The US has granted Google a patent on technology designed to enable targeted advertising based on a smartphone user’s environment.

In a case of science imitating fiction, Google envisages advertising based on prevailing weather conditions detected by sensors in mobile devices, according to the Telegraph.

The patent has been linked with the film, Minority Report, in which Tom Cruise's character is surrounded by highly targeted advertising.

“When determining what ads to serve to end users, the environmental factors can be used independently or in combination with matching of keywords associated with the advertisements and keywords in user search queries,” said the patent awarded by US authorities this week.  

Google has also patented the idea of analysing the background noise when a user makes a call to target advertising. For example, the system could detect if a user is at a concert and determine which one using their GPS location. It would then deliver advertising for albums, instruments or audio equipment.

The patent has not been welcomed by privacy groups, who say it could set a dangerous precedent.

“Not content with collecting vast amounts of information from your online activities, it seems Google are looking to start exploiting the offline space as well,” Gus Hosein of Privacy International told the BBC.

“Patents like this may never come to fruition, but they force us to ask ourselves: how many aspects of our lives will advertisers try to exploit, and where will it end?”

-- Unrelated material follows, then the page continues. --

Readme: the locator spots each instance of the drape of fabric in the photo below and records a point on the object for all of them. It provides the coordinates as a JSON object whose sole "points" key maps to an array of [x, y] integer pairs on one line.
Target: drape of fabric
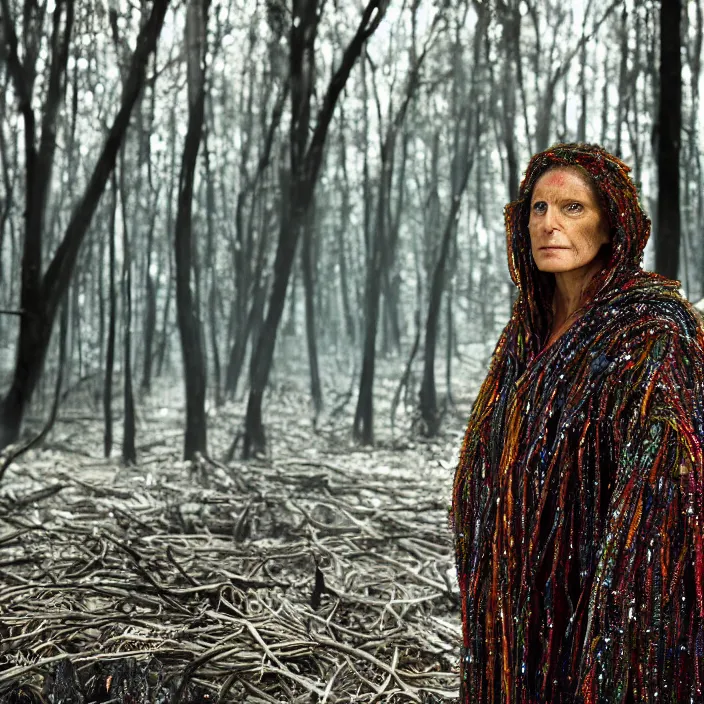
{"points": [[578, 496]]}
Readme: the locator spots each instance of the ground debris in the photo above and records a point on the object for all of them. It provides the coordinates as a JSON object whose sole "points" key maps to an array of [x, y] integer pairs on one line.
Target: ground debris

A Google spokesman said: "We file patent applications on a variety of ideas that our employees come up with. Some of those ideas later mature into real products or services, some don't. Prospective product announcements should not necessarily be inferred from our patent applications."

Patents are becoming the new battlefield for tech firms. Many seek to gain as many device-specific patents and patents around forward-thinking ideas as possible.                                                                                                                                     

So-called "blue-sky patents" consider what next-generation products and services may look like to in an attempt to secure a dominant position in future.